Hardware multi-threading, on the other hand, is for multiple instruction streams. This is when the processor shares its resources among 2 or more instruction streams. The basic idea is to have the processor fetch instructions from multiple instruction streams (in an interleaved manner, or at the same time if the processor is superscalar). Then, when one of the threads gets stalled for whatever reason (e.g. cache miss), the other thread can begin running to hide the latency of the first thread. Thus, the processor remains running even if one of the threads is stalled.

In Exercise 1, whenever one of the threads stalled on a cache miss, the other thread began running, using the processor's resources. This allows the latency of the cache miss to be hidden, because the second thread keeps the processor doing useful work while the first thread waits for the memory request to be serviced.

grizt

So just to be clear, what happens with this pipeline when you have a set of threads in a warp that are supposed to all execute in a SIMD-like fashion, and then there is a divergence in the code path? For example,

 if (threadId.x % 2 == 0) {
   doSomething();
 } else {
   doSomethingElse();
 }

We saw that the above would perform much slower because of code divergence since it can no longer act in SIMD. What exactly is happening? Does it just try to execute the threads sequentially, or does it try to partition it into threads that have the same codepath? With respect to the slide above, if "doing something" takes only one cycle, do we see a 4x slowdown, or do the instructions on different threads still get pipelined together so that it only results in the loss of a single cycle per thread?

teamG

I've been thinking about whether breaking an instruction into more subtasks will actually improve the throughput, cause if we were to use the analogy, seems like intuitively, if more cars can be packed closer together, then the throughput is definitely higher.

However, thinking about it using the example above, seems like if were to have 5 smaller tasks, it actually decreases the throughput?

Also, as a followup question, @arcticx, shouldn't the throughput be 9/6? since there were 9 cycles and only 6 instructions finished during that frame?

kayvonf

@teamG. Good question.

If you broke the problem of executing an instruction into, say, 10 smaller steps, then each of those steps could get done in a shorter amount of time. Because of this, architects would be able to increase the clock rate of the processor (shorter clock period) and thus throughput would increase (you'd still be completing one instruction per clock, but the clock rate is higher).

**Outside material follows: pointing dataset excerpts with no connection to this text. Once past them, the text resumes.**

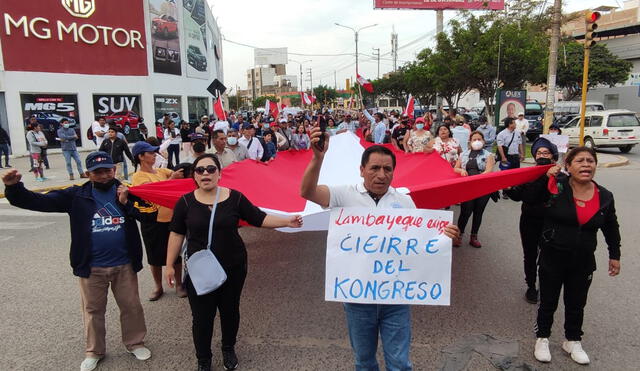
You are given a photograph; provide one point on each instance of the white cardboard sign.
(388, 256)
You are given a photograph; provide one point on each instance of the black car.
(534, 114)
(196, 59)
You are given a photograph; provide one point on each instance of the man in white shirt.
(522, 126)
(366, 321)
(254, 147)
(100, 130)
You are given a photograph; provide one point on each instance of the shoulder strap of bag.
(213, 212)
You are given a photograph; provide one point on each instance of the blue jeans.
(4, 148)
(68, 155)
(393, 322)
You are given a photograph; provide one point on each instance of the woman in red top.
(575, 209)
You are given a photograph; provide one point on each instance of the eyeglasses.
(211, 169)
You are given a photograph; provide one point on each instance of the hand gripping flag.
(426, 178)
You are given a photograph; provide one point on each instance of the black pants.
(576, 281)
(226, 299)
(173, 150)
(475, 207)
(530, 232)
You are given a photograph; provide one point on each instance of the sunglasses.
(211, 169)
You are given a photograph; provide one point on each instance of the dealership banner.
(165, 36)
(122, 110)
(170, 105)
(49, 110)
(440, 4)
(96, 37)
(195, 31)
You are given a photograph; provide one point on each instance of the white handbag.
(203, 268)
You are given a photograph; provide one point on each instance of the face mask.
(543, 161)
(104, 186)
(477, 145)
(199, 147)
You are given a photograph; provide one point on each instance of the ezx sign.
(99, 37)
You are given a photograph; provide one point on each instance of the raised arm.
(309, 188)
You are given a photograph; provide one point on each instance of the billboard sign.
(440, 4)
(72, 36)
(165, 36)
(195, 31)
(269, 56)
(123, 110)
(48, 110)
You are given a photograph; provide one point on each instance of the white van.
(612, 128)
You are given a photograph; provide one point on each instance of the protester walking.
(366, 321)
(68, 137)
(532, 217)
(37, 143)
(105, 250)
(475, 160)
(193, 217)
(575, 209)
(155, 234)
(5, 143)
(117, 149)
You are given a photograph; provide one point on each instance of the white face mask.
(477, 145)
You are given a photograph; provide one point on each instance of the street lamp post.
(356, 32)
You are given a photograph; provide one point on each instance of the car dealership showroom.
(131, 62)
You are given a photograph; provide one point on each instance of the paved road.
(286, 324)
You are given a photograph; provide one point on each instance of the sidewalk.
(58, 178)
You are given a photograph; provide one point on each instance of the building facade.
(129, 61)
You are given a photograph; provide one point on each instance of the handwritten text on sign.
(388, 256)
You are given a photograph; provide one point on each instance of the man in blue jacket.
(68, 136)
(105, 249)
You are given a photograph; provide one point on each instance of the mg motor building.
(127, 60)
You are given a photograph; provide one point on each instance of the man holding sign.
(365, 321)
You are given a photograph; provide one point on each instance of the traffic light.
(590, 27)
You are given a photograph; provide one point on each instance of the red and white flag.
(410, 107)
(219, 109)
(366, 84)
(430, 181)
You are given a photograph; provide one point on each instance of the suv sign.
(80, 8)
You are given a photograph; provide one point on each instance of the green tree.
(604, 68)
(260, 101)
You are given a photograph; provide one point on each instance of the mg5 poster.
(48, 110)
(165, 36)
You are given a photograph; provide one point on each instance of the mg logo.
(80, 8)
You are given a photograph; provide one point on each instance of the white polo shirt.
(357, 195)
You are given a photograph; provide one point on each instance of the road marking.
(30, 225)
(22, 212)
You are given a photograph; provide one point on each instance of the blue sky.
(307, 27)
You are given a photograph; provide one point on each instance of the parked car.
(196, 59)
(126, 120)
(605, 129)
(534, 113)
(165, 25)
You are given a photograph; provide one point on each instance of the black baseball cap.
(98, 160)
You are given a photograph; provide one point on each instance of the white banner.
(388, 256)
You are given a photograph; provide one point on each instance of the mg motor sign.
(98, 37)
(440, 4)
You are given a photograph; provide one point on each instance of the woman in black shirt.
(191, 219)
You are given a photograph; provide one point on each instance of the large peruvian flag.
(366, 84)
(427, 179)
(409, 110)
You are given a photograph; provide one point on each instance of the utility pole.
(439, 29)
(378, 55)
(553, 66)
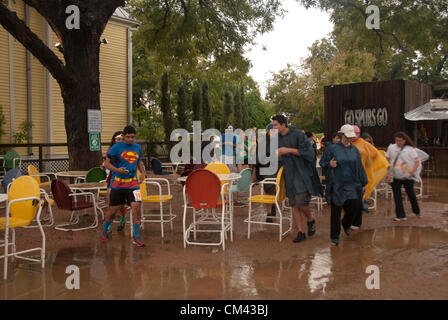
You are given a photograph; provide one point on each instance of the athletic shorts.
(269, 189)
(300, 200)
(120, 197)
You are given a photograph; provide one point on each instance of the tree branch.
(17, 28)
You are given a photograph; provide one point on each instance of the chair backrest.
(218, 168)
(32, 171)
(156, 165)
(96, 175)
(243, 185)
(281, 182)
(9, 159)
(10, 176)
(61, 194)
(203, 189)
(185, 173)
(24, 187)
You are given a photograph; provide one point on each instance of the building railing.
(43, 161)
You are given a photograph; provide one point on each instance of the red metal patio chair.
(66, 200)
(204, 189)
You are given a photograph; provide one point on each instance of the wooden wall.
(395, 97)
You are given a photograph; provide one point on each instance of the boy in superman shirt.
(123, 160)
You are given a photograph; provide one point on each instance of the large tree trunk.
(79, 76)
(81, 94)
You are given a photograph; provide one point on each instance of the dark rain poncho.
(344, 182)
(300, 172)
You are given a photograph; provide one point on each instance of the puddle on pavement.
(112, 272)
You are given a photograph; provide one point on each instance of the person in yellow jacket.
(375, 165)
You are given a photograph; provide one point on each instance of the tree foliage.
(165, 107)
(196, 40)
(227, 111)
(182, 117)
(298, 91)
(206, 111)
(412, 42)
(237, 120)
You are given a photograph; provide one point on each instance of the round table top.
(71, 173)
(222, 177)
(88, 186)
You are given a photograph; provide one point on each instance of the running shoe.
(334, 242)
(139, 241)
(122, 224)
(300, 237)
(311, 228)
(103, 236)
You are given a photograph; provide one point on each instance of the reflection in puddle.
(118, 271)
(320, 270)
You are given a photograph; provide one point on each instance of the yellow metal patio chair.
(278, 199)
(24, 205)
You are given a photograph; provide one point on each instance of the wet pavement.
(411, 257)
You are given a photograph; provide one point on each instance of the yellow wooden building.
(34, 94)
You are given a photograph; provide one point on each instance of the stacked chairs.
(159, 198)
(204, 190)
(278, 199)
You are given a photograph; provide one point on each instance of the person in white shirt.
(406, 169)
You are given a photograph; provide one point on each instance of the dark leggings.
(351, 208)
(409, 187)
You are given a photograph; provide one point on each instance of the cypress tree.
(196, 104)
(237, 117)
(245, 112)
(181, 108)
(166, 108)
(206, 112)
(227, 111)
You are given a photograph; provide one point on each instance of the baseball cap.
(348, 131)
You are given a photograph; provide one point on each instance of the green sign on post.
(94, 142)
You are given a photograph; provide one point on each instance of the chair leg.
(171, 217)
(194, 223)
(13, 231)
(42, 251)
(281, 220)
(248, 220)
(132, 222)
(183, 224)
(5, 267)
(161, 219)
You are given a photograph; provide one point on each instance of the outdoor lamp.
(60, 48)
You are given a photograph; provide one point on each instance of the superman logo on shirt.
(129, 156)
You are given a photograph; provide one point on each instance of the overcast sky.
(288, 42)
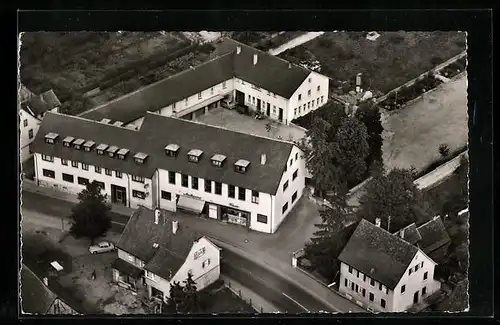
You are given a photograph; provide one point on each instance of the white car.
(102, 247)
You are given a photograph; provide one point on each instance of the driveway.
(413, 134)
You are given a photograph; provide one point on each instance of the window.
(231, 191)
(255, 196)
(184, 180)
(138, 194)
(284, 208)
(68, 178)
(138, 179)
(47, 158)
(171, 178)
(166, 195)
(218, 188)
(83, 180)
(242, 193)
(261, 218)
(208, 186)
(49, 173)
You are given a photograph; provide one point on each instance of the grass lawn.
(386, 63)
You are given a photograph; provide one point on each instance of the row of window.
(356, 288)
(308, 106)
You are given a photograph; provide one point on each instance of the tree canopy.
(395, 199)
(90, 217)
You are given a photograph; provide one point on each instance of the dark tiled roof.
(410, 234)
(433, 235)
(270, 73)
(36, 297)
(141, 234)
(158, 131)
(378, 253)
(165, 92)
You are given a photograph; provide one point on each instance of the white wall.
(415, 282)
(263, 207)
(316, 80)
(91, 175)
(293, 185)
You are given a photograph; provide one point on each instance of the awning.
(190, 204)
(126, 268)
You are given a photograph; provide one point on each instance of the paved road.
(284, 294)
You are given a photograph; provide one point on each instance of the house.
(31, 111)
(237, 73)
(431, 237)
(37, 298)
(174, 164)
(382, 272)
(155, 250)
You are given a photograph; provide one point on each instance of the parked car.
(102, 247)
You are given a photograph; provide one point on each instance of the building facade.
(251, 181)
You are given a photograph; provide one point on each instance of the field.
(86, 68)
(391, 60)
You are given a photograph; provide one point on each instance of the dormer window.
(88, 145)
(172, 150)
(122, 153)
(78, 143)
(218, 160)
(140, 157)
(100, 148)
(194, 155)
(51, 137)
(241, 166)
(67, 141)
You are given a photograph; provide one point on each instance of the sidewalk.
(258, 303)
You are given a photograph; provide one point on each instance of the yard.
(386, 63)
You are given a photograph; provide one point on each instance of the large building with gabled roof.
(236, 73)
(173, 163)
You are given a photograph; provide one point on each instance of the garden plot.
(391, 60)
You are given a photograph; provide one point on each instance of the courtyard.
(412, 135)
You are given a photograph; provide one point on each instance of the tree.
(90, 217)
(351, 150)
(394, 199)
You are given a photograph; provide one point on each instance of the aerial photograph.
(243, 172)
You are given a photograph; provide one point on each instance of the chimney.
(157, 216)
(175, 226)
(263, 159)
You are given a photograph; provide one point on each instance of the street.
(285, 295)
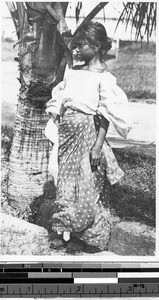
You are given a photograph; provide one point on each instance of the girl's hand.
(95, 156)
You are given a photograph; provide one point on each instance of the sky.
(112, 9)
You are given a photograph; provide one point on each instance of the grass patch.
(135, 70)
(133, 198)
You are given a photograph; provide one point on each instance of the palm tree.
(42, 38)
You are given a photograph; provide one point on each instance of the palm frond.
(141, 15)
(92, 14)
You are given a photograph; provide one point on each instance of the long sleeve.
(114, 106)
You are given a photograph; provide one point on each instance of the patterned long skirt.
(81, 204)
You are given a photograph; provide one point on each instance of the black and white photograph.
(78, 130)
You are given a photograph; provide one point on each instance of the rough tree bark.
(38, 26)
(42, 33)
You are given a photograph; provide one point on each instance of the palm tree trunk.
(39, 59)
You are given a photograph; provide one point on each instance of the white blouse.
(93, 93)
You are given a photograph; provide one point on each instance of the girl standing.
(85, 102)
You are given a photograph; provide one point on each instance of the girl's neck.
(94, 65)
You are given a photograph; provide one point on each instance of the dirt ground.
(143, 131)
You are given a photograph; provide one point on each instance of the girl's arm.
(95, 153)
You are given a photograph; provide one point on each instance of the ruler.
(76, 280)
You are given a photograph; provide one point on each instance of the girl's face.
(83, 51)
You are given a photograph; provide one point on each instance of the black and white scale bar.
(79, 289)
(36, 280)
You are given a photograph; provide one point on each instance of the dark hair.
(94, 34)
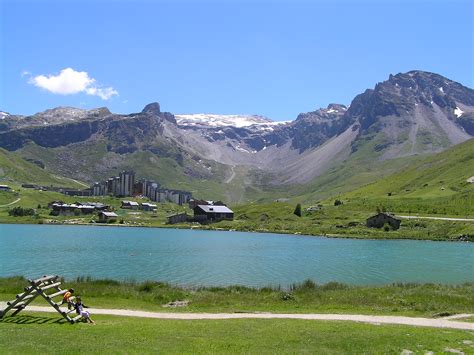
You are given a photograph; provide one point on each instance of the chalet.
(61, 208)
(382, 218)
(213, 213)
(177, 218)
(130, 205)
(146, 206)
(107, 217)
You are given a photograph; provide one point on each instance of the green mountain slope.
(15, 169)
(436, 185)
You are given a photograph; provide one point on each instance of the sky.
(272, 58)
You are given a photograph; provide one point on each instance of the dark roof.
(215, 209)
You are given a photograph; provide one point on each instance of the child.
(80, 310)
(68, 298)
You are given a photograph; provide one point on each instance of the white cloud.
(69, 82)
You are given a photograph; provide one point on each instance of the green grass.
(429, 300)
(14, 170)
(33, 333)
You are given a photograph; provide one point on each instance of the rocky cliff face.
(410, 113)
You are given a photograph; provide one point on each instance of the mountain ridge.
(409, 114)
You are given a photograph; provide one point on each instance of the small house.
(107, 217)
(146, 206)
(177, 218)
(214, 213)
(382, 218)
(130, 205)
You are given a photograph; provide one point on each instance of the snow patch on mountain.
(458, 112)
(214, 120)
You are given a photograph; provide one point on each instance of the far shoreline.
(203, 228)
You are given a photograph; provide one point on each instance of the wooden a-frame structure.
(39, 287)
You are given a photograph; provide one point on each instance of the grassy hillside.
(15, 169)
(434, 185)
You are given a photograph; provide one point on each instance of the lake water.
(191, 257)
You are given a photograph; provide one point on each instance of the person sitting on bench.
(80, 310)
(68, 298)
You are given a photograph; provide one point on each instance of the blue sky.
(274, 58)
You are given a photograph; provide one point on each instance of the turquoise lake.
(191, 257)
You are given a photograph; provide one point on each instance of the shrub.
(298, 210)
(287, 296)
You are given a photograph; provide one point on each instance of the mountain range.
(248, 157)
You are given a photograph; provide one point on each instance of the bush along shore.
(428, 300)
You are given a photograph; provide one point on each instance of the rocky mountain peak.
(152, 108)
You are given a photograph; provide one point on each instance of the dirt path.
(11, 203)
(420, 322)
(439, 218)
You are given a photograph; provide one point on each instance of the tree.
(298, 210)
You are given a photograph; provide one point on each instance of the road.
(412, 321)
(11, 203)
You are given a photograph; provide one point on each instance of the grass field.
(428, 300)
(34, 332)
(37, 333)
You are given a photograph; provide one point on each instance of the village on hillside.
(125, 185)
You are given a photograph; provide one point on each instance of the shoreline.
(204, 228)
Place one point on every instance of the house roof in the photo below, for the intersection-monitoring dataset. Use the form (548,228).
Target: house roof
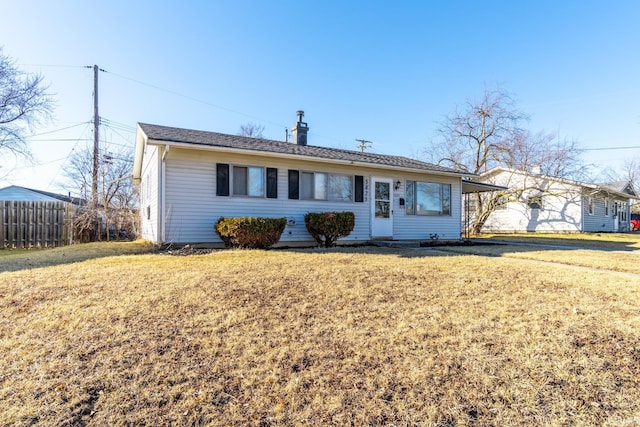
(618,189)
(205,139)
(17,193)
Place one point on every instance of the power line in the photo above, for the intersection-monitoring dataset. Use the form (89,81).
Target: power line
(57,130)
(191,98)
(631,147)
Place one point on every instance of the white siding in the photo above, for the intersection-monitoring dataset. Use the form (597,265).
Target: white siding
(561,206)
(192,207)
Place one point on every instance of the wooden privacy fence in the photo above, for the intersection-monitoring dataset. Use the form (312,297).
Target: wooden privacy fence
(25,224)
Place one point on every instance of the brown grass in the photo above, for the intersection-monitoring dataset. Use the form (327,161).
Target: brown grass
(350,336)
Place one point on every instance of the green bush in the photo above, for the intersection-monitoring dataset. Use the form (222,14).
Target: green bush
(250,233)
(327,227)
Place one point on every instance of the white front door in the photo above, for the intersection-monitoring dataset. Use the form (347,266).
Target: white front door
(382,208)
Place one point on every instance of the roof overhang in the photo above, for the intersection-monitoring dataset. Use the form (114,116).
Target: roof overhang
(141,140)
(479,187)
(193,146)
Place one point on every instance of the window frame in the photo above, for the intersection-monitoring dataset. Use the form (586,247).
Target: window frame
(248,181)
(324,193)
(535,202)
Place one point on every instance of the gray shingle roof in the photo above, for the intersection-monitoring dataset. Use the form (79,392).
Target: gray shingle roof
(214,139)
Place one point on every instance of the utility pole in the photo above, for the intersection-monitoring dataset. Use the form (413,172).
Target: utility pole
(364,144)
(96,140)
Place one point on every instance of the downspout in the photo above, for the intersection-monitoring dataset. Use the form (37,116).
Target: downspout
(162,217)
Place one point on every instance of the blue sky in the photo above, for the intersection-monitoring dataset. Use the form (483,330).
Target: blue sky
(381,71)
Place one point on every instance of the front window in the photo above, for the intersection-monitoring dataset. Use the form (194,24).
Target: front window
(324,186)
(427,198)
(248,181)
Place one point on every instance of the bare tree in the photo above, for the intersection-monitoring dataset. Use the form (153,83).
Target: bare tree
(488,133)
(630,172)
(24,103)
(116,212)
(253,130)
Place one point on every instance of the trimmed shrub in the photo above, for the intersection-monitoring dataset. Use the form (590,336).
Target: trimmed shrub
(327,227)
(250,233)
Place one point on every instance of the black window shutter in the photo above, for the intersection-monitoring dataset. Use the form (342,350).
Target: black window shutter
(272,183)
(359,193)
(294,184)
(222,179)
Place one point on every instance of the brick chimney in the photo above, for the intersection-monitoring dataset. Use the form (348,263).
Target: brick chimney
(299,130)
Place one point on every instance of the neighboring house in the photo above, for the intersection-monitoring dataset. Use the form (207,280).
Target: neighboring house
(188,179)
(536,202)
(30,218)
(16,193)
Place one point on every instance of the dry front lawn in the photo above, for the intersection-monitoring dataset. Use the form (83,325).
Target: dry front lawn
(352,336)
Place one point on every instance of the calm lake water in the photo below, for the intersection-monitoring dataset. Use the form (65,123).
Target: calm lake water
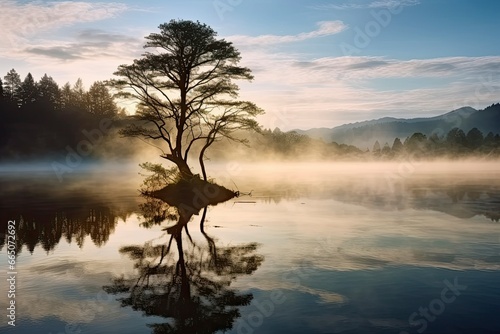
(307,248)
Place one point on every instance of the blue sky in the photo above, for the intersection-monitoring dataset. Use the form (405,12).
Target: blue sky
(317,63)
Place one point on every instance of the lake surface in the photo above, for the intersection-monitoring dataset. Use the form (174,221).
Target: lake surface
(398,248)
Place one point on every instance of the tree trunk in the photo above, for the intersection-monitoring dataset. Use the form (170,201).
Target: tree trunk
(181,165)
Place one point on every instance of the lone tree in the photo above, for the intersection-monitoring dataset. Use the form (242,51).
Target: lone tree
(185,93)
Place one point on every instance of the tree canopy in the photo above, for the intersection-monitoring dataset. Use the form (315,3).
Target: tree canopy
(185,92)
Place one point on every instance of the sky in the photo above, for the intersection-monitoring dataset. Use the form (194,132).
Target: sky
(317,63)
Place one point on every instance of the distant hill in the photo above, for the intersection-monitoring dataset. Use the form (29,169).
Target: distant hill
(364,134)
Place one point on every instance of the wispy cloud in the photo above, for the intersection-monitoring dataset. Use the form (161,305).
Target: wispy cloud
(325,28)
(21,20)
(368,5)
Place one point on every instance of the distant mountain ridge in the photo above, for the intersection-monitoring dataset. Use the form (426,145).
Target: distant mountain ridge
(386,129)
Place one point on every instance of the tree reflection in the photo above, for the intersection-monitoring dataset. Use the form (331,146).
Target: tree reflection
(189,285)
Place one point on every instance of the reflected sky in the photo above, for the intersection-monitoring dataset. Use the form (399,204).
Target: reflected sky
(346,251)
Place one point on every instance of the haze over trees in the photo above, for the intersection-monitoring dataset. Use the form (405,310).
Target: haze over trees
(185,92)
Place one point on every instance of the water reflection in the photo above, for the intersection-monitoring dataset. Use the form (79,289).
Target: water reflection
(189,283)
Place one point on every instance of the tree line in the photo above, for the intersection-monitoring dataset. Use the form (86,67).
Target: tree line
(456,143)
(39,119)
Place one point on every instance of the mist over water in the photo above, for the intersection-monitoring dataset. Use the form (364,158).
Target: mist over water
(350,247)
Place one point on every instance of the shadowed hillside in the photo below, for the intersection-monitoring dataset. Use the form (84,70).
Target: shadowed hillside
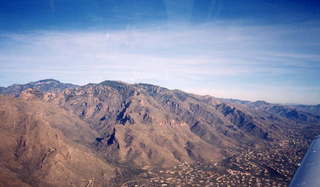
(57,134)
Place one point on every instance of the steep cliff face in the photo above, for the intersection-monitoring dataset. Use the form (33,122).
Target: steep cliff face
(44,145)
(106,132)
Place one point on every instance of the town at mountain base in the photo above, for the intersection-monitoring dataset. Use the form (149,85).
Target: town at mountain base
(118,134)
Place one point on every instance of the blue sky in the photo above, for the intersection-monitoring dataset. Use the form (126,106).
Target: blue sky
(253,50)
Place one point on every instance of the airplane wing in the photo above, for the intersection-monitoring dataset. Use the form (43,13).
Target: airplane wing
(308,174)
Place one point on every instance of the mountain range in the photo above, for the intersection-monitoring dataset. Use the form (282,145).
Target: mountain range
(118,134)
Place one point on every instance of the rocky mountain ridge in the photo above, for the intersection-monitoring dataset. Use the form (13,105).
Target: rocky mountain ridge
(129,128)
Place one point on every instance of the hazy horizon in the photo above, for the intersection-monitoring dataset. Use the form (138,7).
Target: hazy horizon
(249,50)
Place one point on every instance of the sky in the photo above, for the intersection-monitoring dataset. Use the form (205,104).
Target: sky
(247,49)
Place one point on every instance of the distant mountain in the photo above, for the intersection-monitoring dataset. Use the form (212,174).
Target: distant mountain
(47,85)
(313,109)
(125,129)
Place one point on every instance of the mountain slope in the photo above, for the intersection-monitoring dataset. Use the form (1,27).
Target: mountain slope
(43,145)
(47,85)
(124,129)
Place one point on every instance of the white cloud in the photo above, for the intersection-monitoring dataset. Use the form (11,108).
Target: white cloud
(170,56)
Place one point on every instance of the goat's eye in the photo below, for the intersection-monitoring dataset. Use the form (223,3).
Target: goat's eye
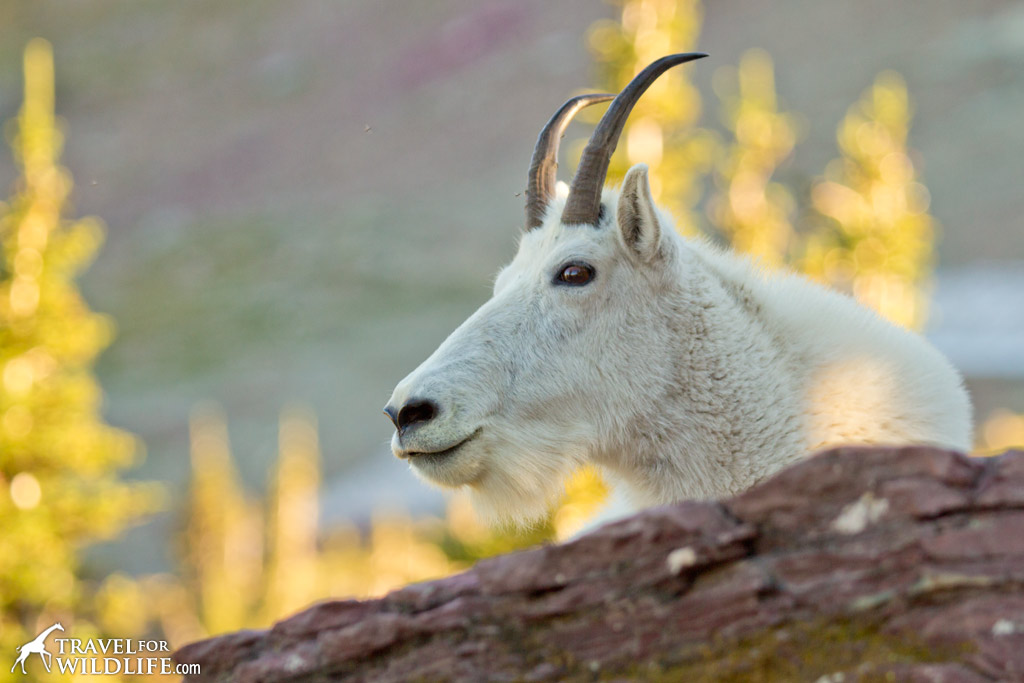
(576,274)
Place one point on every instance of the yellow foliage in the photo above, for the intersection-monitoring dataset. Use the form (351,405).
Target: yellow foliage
(58,460)
(879,242)
(751,210)
(1003,430)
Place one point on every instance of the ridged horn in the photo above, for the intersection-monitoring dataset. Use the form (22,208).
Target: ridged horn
(584,203)
(541,185)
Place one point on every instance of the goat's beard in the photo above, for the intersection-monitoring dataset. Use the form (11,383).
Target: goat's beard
(525,478)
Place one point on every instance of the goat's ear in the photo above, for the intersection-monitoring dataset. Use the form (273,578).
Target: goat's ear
(637,217)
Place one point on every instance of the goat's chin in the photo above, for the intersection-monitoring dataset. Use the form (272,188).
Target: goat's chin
(450,470)
(519,486)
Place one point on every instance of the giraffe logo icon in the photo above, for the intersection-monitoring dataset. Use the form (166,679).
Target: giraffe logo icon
(37,645)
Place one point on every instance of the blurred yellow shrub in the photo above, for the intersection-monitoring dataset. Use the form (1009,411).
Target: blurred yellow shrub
(58,460)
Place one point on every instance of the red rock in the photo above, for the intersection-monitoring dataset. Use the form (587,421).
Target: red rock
(858,564)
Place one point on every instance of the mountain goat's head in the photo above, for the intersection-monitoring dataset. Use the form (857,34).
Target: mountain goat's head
(572,347)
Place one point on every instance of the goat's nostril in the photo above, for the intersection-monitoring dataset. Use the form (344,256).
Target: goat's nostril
(416,410)
(392,415)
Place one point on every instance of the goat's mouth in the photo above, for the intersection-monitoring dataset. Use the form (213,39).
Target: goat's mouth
(431,457)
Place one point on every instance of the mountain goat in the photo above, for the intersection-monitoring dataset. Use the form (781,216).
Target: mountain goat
(680,370)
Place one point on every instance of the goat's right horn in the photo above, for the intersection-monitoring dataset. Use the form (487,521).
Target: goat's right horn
(541,185)
(584,204)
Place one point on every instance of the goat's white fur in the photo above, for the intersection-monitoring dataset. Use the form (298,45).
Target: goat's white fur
(682,371)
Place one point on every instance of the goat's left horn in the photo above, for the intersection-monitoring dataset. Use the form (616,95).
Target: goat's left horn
(541,185)
(584,204)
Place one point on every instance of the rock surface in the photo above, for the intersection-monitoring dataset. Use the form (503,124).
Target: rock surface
(859,564)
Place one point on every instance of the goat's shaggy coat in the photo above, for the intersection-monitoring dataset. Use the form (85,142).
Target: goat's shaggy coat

So in the analogy with driving, cutting the road up into many little pieces (aka letting the cars runs closer together) would be like breaking an instruction into many small steps. Each step takes a small amount of time, much like how a car traverses a small part of the road in a short amount of time.

lol

@teamG The throughput is 1 instruction / cycle. You want to look at the steady-state rate, i.e. the limit when you do a large number of instructions. N instructions will complete in N + 3 cycles, so the throughput is N / (N + 3) which in the limit is 1.